Final Jeopardy
by Kristine Lowder
“And now, here is the host of Jeopardy!” announced Johnny Gilbert as Alex Trebek strode into the studio. Alex greeted his TV audience and contestants Elaine, a New York librarian, Larry, a tax attorney from Minneapolis, and the returning four-day champ, Sylvia, a journalist turned stay-at-home mom from Phoenix. My heroine.
The big blue board splashed categories across the studio as my husband, Chris, and I settled in for the duration. Juggling questions like a Barnum and Bailey circus act, Sylvia, Elaine and Larry zipped through inquiries like, “Al Gore was one of the speakers at the 1992 U.N. Earth Summit held in this South American city” (“What is Rio de Janeiro?”) and “Of 9, 13, 20 or 100, the age of Betty Parris, one of the first people to make an accusation in the Salem Witch Trials?” Tossing her russet mane, Elaine picked up another $900 as she correctly answered, “What is nine?”
Blond and petite, Sylvia hit it big with the Daily Double in Songs’ Later Verses: “I don’t want clever conversation, I don’t want to work that hard” is heard in what pop hit?” What is, Just the Way You Are?
Larry led Elaine by $2,000 after the Double Jeopardy round. But neither the Juris Doctor nor the “librarian with two master’s degrees” could stop Sylvia the Steam Roller. The stay-at-home mom was wiping up the floor, outdistancing her nearest competitor by $3,600 going into Final Jeopardy. Ah, sweet vindication!

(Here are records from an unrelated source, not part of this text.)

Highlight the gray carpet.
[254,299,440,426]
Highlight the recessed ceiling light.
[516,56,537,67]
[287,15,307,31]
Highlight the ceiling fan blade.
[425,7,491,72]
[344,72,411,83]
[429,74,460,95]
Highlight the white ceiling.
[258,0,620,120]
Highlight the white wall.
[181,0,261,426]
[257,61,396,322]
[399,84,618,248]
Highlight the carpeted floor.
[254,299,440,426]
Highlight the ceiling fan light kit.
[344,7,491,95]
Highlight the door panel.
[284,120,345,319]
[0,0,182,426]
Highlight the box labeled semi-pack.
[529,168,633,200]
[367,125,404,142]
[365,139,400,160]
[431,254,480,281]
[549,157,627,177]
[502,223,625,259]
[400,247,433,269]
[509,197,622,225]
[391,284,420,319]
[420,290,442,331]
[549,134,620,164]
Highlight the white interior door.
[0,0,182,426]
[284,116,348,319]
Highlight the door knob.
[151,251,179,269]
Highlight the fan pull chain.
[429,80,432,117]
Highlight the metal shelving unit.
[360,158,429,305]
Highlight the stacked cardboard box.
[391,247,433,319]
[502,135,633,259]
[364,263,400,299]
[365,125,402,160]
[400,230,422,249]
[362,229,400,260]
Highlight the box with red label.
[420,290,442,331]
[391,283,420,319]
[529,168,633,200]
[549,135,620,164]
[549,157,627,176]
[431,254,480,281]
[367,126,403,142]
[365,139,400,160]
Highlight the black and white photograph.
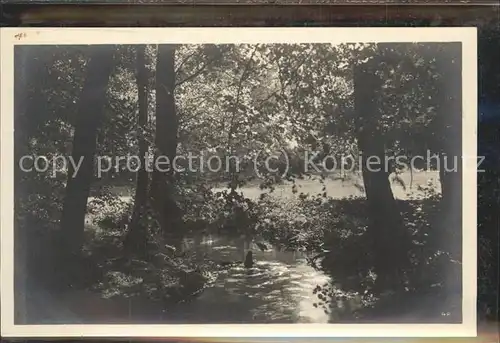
[0,28,476,337]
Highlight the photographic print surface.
[1,28,481,337]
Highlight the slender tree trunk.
[151,44,180,236]
[438,43,464,272]
[354,61,408,289]
[61,46,114,286]
[124,45,149,254]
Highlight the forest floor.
[79,172,460,322]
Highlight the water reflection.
[164,236,329,323]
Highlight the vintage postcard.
[0,28,481,338]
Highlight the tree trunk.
[151,44,179,235]
[124,45,149,254]
[354,61,409,289]
[60,46,114,286]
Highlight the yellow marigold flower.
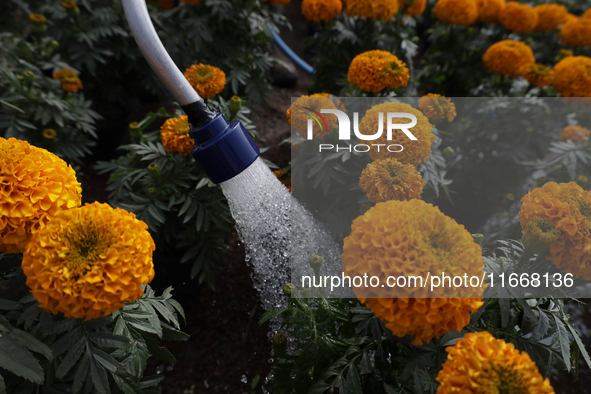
[345,0,398,21]
[482,40,536,77]
[419,93,457,123]
[22,202,156,320]
[359,157,425,202]
[43,129,57,140]
[519,182,591,280]
[476,0,505,23]
[534,3,568,31]
[398,0,427,16]
[560,125,591,144]
[53,68,82,93]
[359,102,435,167]
[554,56,591,97]
[0,137,82,253]
[347,50,410,93]
[435,0,478,26]
[29,14,47,25]
[273,168,291,191]
[519,63,553,88]
[437,331,554,394]
[342,199,484,345]
[558,18,591,47]
[185,63,226,98]
[160,115,195,156]
[62,0,76,10]
[499,1,538,34]
[285,93,337,139]
[302,0,343,23]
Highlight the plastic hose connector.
[189,114,261,183]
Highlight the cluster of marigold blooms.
[0,138,155,320]
[160,63,227,155]
[434,0,591,97]
[286,94,591,393]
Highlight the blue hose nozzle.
[189,114,261,184]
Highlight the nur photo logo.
[304,107,417,153]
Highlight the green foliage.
[306,13,418,96]
[0,254,188,394]
[97,98,260,287]
[0,33,100,162]
[8,0,287,114]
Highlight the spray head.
[122,0,260,183]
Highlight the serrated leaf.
[0,336,44,384]
[552,315,571,371]
[55,338,86,379]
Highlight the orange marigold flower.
[22,202,156,320]
[273,168,291,191]
[519,182,591,280]
[347,50,410,93]
[437,331,554,394]
[560,125,591,144]
[482,40,536,77]
[398,0,427,16]
[345,0,398,21]
[53,68,82,93]
[435,0,478,26]
[519,63,553,88]
[558,18,591,47]
[554,56,591,97]
[29,14,47,25]
[359,102,435,167]
[185,63,226,98]
[160,115,195,156]
[285,93,337,139]
[342,199,484,345]
[499,1,538,34]
[0,137,82,253]
[534,3,568,31]
[419,93,457,123]
[476,0,505,23]
[302,0,343,23]
[359,157,425,202]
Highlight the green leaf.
[146,338,176,363]
[10,328,53,361]
[0,337,44,384]
[566,323,591,368]
[553,315,571,371]
[88,332,131,348]
[55,338,86,379]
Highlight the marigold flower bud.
[472,234,484,245]
[443,146,456,159]
[273,333,287,353]
[148,163,162,179]
[309,255,322,276]
[283,283,295,297]
[229,96,242,118]
[22,70,35,83]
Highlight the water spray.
[122,0,341,320]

The match wasn’t a runaway. It would come down to careful wagering in the Final Jeopardy category of Popular Fiction. I whooped as the blue box binged and Alex read the Final Jeopardy question: “This series of over 200 books began with Kristy’s Great Idea.”
“I know this! I know this!” I hooted, sure that Sylvia did, too. Her answer was, “The Boxcar Children.”
“I’m sorry, that’s incorrect” Alex smiled, shaking his hoary head.
“No way!” I spouted. Alex the Omniscient was mistaken. There was no way Sylvia could be wrong. After all, her answer was my answer. She had to be right.
“Did she risk more than $3,000?” Alex asked. Like any self-respecting writer turned stay-at-home mom, Sylvia wagered her entire wad. She lost it all. I pouted as Elaine was crowned “the new Jeopardy champion.”
Jeopardy! was over and I snuggled up with my four-year old son to read And to Think That I Saw It on Mulberry Street. Voice thick with sleep, Josiah announced, “Mommy, this is just like Heaven.”
Dr. Seuss is good. But not that good. “What do you mean?” I asked, “What is heaven like?”
“It’s like this,” Josiah replied from his burrow of blankets, “all warm and fuzzy and nice and love-y.” I nodded. “Except there’s one bad thing about heaven” Josiah the Theologian frowned.
“What’s that?”
“Heaven’s soldiers.”
I had to bite. “Who are they?”
Josiah looked up at me, rolling his droopy eyes. “You know, those bad soldiers who put Jesus on the cross, where He died for our sins. They were bad soldiers. But God loves even bad soldiers. Because God so loved the world that He gave His only forgotten Son that whoever believes in Him should not Paris but have everlasting life.”
We returned Marco to Mulberry Street with his “plain horse and wagon” and it was time for kisses and bed time prayers. Josiah bowed his head and addressed the Almighty. “Dear Lord,” he boomed in a voice that could give Pavarotti a run for his money, “Thank You for this day...”
Josiah prayed for Mommy and Daddy, asked God to bless his brothers, stuffed animals, intrepid AWANA teacher, and Eve, our yellow Lab. He wrapped up with, “God, are You listening? Can You call me? When You want me, I’m right here. My phone number is...”
Well. The correct answer to the Final Jeopardy question? “What is ‘The Babysitter’s Club?” I knew that. In fact, I can usually answer most Jeopardy! questions without too much brain strain. But if you want answers to real questions, don’t look at me. Ask my preschooler. He knows: “God, are You listening? Can You call me? When You want me, I’m right here.”